Polish mathematician (born 1989)

Adam Kanigowski (born 15 April 1989) is a Polish mathematician specializing in dynamical systems and ergodic theory. He is a professor at the University of Maryland.

== Education ==
Kanigowski was born in Toruń. He earned his master's degree in mathematics from the Nicolaus Copernicus University in Toruń in 2012, and his Ph.D. in 2015 from the Institute of Mathematics of the Polish Academy of Sciences, under the supervision of Mariusz Lemańczyk and Joanna Kułaga-Przymus. His dissertation was entitled Własności ergodyczne gładkich potoków na powierzchniach (Ergodic properties of smooth flows on surfaces) and awarded the International Stefan Banach Prize in 2016.

== Career and research ==
After graduating, Kanigowski joined Penn State University as an S. Chowla Research Assistant Professor in 2015 and then joined UMD as an assistant professor in 2018, where he was promoted to full professor in 2024. Since December 2022, Kanigowski has led a flagship project at Jagiellonian University that partly supports a research collaboration with UMD.
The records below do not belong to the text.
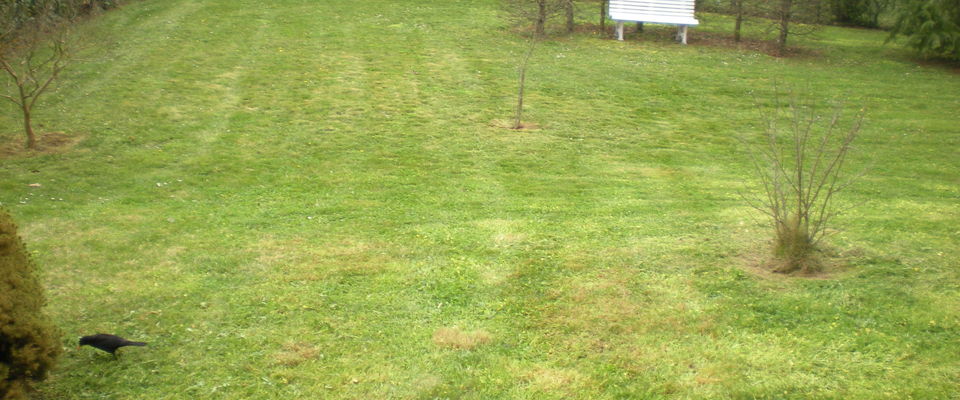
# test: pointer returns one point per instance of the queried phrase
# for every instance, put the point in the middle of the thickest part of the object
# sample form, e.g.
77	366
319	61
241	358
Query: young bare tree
523	13
33	53
801	167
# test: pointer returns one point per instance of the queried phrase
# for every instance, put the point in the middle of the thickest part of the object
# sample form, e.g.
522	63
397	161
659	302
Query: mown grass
308	199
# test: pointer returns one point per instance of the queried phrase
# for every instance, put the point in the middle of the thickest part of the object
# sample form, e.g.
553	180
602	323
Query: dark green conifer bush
29	344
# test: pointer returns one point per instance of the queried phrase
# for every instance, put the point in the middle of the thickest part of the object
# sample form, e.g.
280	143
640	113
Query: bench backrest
675	12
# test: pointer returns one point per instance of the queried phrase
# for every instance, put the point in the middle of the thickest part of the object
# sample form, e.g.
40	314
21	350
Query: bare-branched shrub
33	53
801	167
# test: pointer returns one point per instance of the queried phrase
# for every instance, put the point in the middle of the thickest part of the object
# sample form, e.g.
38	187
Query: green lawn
315	199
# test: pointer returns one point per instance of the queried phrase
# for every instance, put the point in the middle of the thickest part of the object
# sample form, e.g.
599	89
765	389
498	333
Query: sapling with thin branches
32	57
801	167
524	12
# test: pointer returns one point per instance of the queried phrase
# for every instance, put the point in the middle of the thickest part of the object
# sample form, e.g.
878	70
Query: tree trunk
28	127
785	8
541	17
738	12
603	15
522	81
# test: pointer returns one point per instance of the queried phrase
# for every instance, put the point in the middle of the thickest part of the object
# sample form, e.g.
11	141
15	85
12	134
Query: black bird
108	343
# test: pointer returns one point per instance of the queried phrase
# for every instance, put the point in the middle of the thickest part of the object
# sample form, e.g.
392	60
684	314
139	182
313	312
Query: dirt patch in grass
564	381
760	263
508	124
457	338
47	143
295	353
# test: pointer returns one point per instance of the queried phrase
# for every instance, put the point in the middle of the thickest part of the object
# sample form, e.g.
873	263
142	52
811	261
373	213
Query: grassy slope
291	199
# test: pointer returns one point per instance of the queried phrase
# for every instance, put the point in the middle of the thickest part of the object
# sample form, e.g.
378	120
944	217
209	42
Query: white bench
669	12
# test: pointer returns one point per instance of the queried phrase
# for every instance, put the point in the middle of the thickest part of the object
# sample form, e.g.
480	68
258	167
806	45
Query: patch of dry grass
457	338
Kanigowski's research interests include dynamical systems and ergodic theory as well as their interaction with number theory, geometry and probability theory. In particular, he is interested in randomness and chaos in smooth dynamical systems, classification problems in abstract ergodic theory, and non-standard ergodic theorems that find application in number theory. Together with collaborators, he solved several longstanding open problems and conjuctures, such as the Rokhlin problem, the Sarnak hypothesis, the Katok hypothesis and the Ratner problem.
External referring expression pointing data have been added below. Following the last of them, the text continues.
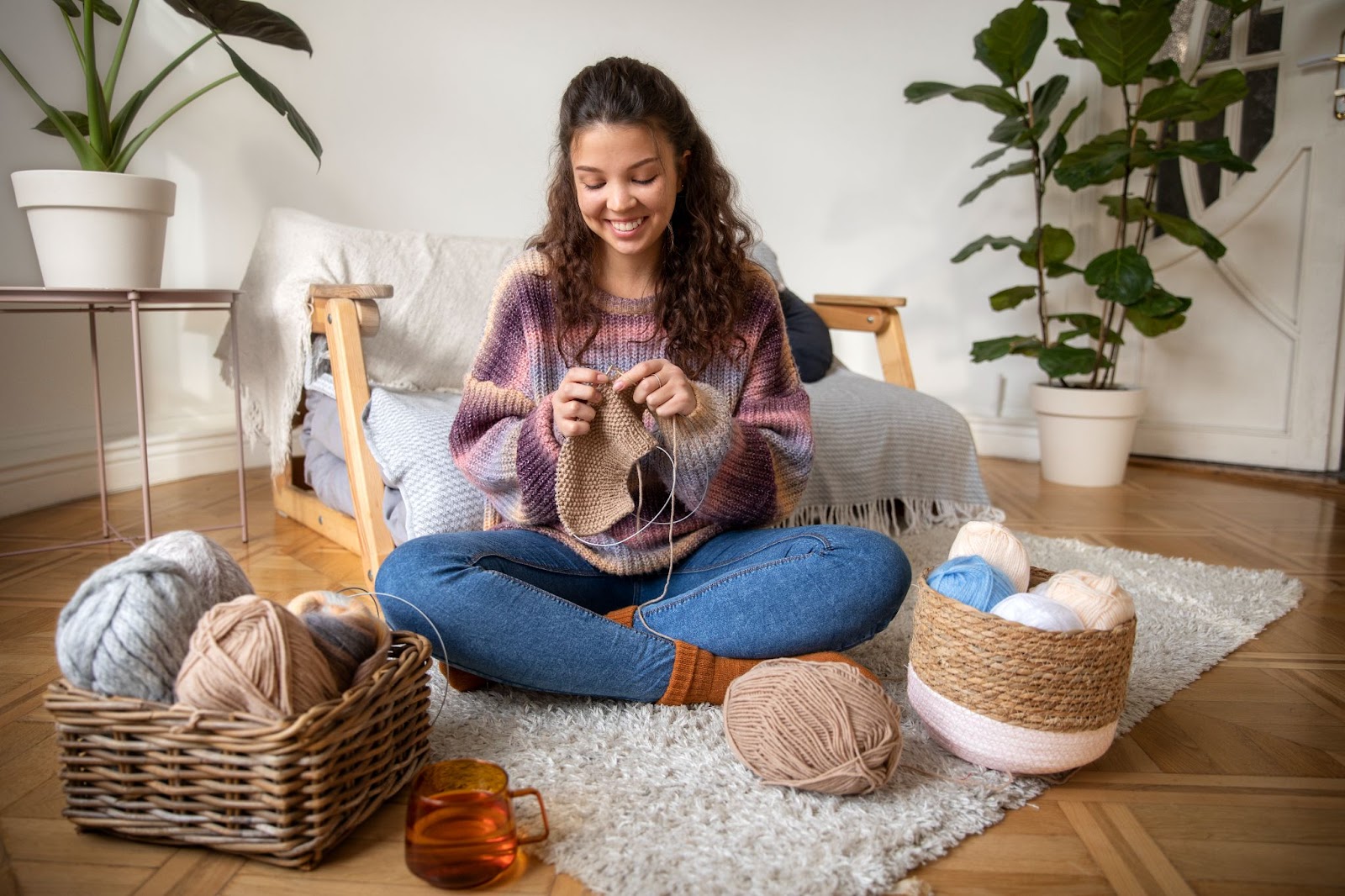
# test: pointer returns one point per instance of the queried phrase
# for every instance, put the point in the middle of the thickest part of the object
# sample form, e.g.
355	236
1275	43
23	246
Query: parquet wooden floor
1237	786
Kanigowski has published more than 30 papers in premier mathematical journals including the most prestigious ones, such as Annals of Mathematics, Journal of the American Mathematical Society, and Inventiones Mathematicae. Among his collaborators are Dmitry Dolgopyat, Bassam Fayad, Giovanni Forni, Mariusz Lemańczyk, Maksym Radziwiłł, Federico Rodriguez Hertz, and Corinna Ulcigrai.

==Recognition==
In 2015, the Polish Mathematical Society gave Kanigowski their Prize for Young Mathematicians (he was awarded for a series of six papers in the field of ergodic theory and operator theory). He was the 2016 winner of the International Stefan Banach Prize for a doctoral dissertation in the mathematical sciences. In 2017 he received the Kazimierz Kuratowski Award from the Institute of Mathematics of the Polish Academy of Sciences and the Polish Mathematical Society. In March 2024, the Simons Foundation named Kanigowski a 2024 Simons Fellow in Mathematics, in April he received the Institute of Mathematics of the Polish Academy of Sciences Prize for outstanding scientific achievements in mathematics for his "fundamental results in the field of dynamical systems and ergodic theory", and in July he was awarded the EMS Prize for "his outstanding contributions to the spectral classification and the mixing properties of slowly chaotic dynamical systems".

== Personal life ==
Adam Kanigowski has two daughters. In June 2024 he finished his first Ironman triathlon.